Australia’s immigration minister, Peter Dutton, says “a degree of force” was used to end the stand-off. “It’s always going to be the case that these issues will arise from time to time [and] you will see flare-ups.”

But Ian Rintoul of the Refugee Action Coalition says the hunger strike and other protests were ended by “brutality”.

“We saw them turn off the water in Delta compound,” he say. “In Foxtrot compound we saw 50 to 60 security guards went in there and stripped the joint.They pushed people into the gym while they went into all the rooms. They took every blanket, every sheet, every phone, every cable.”

The Australian government keeps a very tight lid on what happens on Manus Island, but information still gets out.

“We’ve managed over the last few months to get a lot more phones into the detention centre, so even as of today we’re still getting photos, we’re still getting information from people who are in the compound,” says Rintoul.

“In Mike compound they did a raid yesterday and confiscated 15 phones, but they haven’t got them all.”

The lack of knowledge in Australia about what is happening on Manus Island is not just a case of out of sight, out of mind, according to barrister and refugee rights advocate Julian Burnside.

Compassion fatigue

“First of all, it’s been going on a long time and compassion fatigue sets in soon enough. Second, the public in Australia have been conditioned to think that these people are criminals.

“By constantly calling them ‘illegals’ since 2001, I think there is a significant number of people who think that they are, in fact, criminals and that we’re being protected from those criminals,” says Burnside.

Rintoul adds that “the government’s determination to keep the mistreatment of asylum seekers a secret,” is a major factor in the public’s seeming lack of interest.

“[This] is why they’ve been so concerned to try and silence the people who have phones or were able to send messages or photos out of Manus Island.”

In limbo

“Desperation” at a lack of answers leads people to protest,

says Rintoul. “Finally [they feel] that’s all they can do, hunger strike or stitch their lips . . .

There is no resettlement arrangement with Papua New Guinea.

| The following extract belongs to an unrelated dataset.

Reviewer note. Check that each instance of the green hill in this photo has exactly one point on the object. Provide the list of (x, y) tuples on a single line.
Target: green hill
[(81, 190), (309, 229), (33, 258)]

They’re desperate and in limbo.”

Burnside says the number of federal parliamentary seats concentrated in western Sydney – an area widely seen as anti-boat people, despite being home to a huge number of migrants – means both main political parties will continue to support offshore detention on Manus Island.

“The western suburbs of Sydney have more federal seats than all of South Australia, Western Australia, the Northern Territory and the Australian Capital Territory combined. You are really looking at the gravitational centre of politics in the western suburbs of Sydney,” says Burnside.

In an example of Australia’s determination to keep the Manus detainees under tight control, the detention centre has just refused a A

$30,000 (€20,592) shipment of

“Freedom” muesli bars because the brand was thought inappropriate to give to asylum seekers who were locked up.